A typical example is the case of companies A and B merging. Company A uses Business Objects, whereas company B runs Hyperion. SpagoBI provides a platform to swiftly create new reports to the CEO that aggregate data from the two merging companies without having to modify the legacy systems. The ability to address such business needs is important to a systems integrator such as Engineering. This is the reason why Engineering decided to lead the SpagoBI project. Putting it under ObjectWeb’s umbrella is a way to ensure sustainability and adoption to the project, hence securing a market for professional services that would leverage SpagoBI.

SpagoBI offers the following classes of business intelligence features: data mining, QBE (query by example), OLAP (online analytical processing on dimensional analysis), reporting and dashboards. These features are all accessible in an Intranet mode, using thin web clients. SpagoBI does not reinvent the wheel - it leverages existing open source projects such as JasperReports, Lucene, OpenLaslo, etc)

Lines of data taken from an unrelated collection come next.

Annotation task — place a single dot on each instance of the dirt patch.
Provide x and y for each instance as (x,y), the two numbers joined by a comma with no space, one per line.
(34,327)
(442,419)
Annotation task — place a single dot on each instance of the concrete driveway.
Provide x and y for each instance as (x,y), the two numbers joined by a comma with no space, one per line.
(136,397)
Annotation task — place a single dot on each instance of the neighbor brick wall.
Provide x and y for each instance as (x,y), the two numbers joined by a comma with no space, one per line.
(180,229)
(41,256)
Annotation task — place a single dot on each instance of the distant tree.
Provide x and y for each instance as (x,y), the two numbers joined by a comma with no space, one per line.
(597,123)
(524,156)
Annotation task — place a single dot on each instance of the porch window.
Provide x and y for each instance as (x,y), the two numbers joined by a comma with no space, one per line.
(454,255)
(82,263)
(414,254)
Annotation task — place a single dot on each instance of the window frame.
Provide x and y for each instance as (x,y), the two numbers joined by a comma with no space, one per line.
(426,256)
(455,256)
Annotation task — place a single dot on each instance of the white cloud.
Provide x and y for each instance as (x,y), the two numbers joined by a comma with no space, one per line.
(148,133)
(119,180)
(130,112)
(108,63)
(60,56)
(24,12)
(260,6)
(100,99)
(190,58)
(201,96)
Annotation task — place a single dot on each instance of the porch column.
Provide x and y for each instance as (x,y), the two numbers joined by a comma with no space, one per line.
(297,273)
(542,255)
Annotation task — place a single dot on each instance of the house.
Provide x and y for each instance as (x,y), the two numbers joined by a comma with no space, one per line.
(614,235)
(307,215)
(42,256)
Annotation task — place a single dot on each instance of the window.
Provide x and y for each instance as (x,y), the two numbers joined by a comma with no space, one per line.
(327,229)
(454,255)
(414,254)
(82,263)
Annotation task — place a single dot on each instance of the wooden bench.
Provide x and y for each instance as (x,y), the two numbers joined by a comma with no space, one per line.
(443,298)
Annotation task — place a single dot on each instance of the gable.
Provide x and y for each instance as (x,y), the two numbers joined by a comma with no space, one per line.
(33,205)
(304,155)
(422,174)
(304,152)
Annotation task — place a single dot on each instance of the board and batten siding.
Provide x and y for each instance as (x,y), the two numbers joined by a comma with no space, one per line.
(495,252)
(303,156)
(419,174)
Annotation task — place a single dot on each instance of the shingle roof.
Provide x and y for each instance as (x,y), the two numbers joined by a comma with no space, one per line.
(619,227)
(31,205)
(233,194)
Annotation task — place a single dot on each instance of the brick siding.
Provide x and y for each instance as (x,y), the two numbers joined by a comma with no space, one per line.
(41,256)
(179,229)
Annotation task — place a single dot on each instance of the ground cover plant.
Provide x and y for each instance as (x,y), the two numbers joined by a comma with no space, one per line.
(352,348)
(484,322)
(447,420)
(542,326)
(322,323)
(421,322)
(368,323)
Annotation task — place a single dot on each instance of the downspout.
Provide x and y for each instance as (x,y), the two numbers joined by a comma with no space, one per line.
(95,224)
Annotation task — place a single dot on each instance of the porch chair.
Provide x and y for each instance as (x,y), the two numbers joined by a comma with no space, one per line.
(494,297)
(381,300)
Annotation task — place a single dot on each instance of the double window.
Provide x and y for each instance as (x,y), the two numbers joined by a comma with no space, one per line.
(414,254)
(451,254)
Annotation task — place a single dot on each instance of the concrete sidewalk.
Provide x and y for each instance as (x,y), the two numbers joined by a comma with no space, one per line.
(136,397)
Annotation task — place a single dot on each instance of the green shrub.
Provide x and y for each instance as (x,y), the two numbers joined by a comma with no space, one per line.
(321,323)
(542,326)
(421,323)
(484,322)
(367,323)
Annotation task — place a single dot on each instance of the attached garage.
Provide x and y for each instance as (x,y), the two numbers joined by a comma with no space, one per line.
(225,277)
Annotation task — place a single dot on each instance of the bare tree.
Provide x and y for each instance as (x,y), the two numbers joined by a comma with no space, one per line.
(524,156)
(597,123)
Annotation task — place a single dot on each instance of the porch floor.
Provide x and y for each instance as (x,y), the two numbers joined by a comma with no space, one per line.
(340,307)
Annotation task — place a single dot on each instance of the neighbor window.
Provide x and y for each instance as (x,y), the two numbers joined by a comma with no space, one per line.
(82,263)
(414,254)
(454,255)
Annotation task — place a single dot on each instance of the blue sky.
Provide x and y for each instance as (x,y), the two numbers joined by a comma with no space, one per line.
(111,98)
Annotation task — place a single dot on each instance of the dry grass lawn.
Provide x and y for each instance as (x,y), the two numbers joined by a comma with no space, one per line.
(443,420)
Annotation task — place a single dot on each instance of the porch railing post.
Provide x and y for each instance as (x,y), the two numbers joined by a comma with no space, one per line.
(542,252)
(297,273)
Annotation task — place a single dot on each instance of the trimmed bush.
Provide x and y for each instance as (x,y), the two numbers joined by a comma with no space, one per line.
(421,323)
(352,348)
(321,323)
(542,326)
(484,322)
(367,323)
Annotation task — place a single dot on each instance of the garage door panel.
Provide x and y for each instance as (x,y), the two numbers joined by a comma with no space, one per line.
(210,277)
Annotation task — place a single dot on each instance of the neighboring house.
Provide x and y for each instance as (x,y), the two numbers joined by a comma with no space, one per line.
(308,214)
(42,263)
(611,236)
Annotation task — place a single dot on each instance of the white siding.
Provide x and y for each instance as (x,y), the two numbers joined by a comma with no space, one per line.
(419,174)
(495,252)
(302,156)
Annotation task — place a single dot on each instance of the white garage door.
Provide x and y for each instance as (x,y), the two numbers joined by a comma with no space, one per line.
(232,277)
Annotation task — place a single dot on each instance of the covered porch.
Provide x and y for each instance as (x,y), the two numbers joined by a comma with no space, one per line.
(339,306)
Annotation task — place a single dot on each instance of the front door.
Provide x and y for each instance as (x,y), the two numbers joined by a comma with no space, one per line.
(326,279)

SpagoBI also comes as a complement of other ObjectWeb projects (eXo Platform as a portal engine, JOnAS as a J2EE appserver, etc). With SpagoBI, the ObjectWeb middleware stack achieves a yet higher level of functionality and stands the comparison with leading proprietary solutions.

Associated with ObjectWeb workflow engines such as Bonita or Shark, SpagoBI may provide BAM (Business Activity Monitoring) features. In a nutshell, the idea is to let SpagoBI generate activity reports based on the logs that come from the workflow engines.

BYOC - Build Your Own Community

On Sept 14, 2005, I blogged about an emerging OSS business pattern. The news today illustrate this pattern in the ObjectWeb sphere of influence.

Peter Sayer wrote about Continuent in ComputerWorld today. Continuent is the new name of EMIC Networks, a Finnish member of ObjectWeb. EMIC also started a small OSS portal under the same name of Continuent.

As expected in the pattern described in my previous post, EMIC sought venture capital (they are reaching step 4 of the pattern I proposed).

EMIC decided to host some of their projects licensed in BSD on a portal of their own, other LPGL'ed projects remaining on ObjectWeb (C-JDBC to begin with). This choice may dilute the efforts to some extent and be prjudicial to their own business in the long run. Building your own community is not that simple, and the pattern would probably better work if they decided to propose their projects to the ObjectWeb consortium.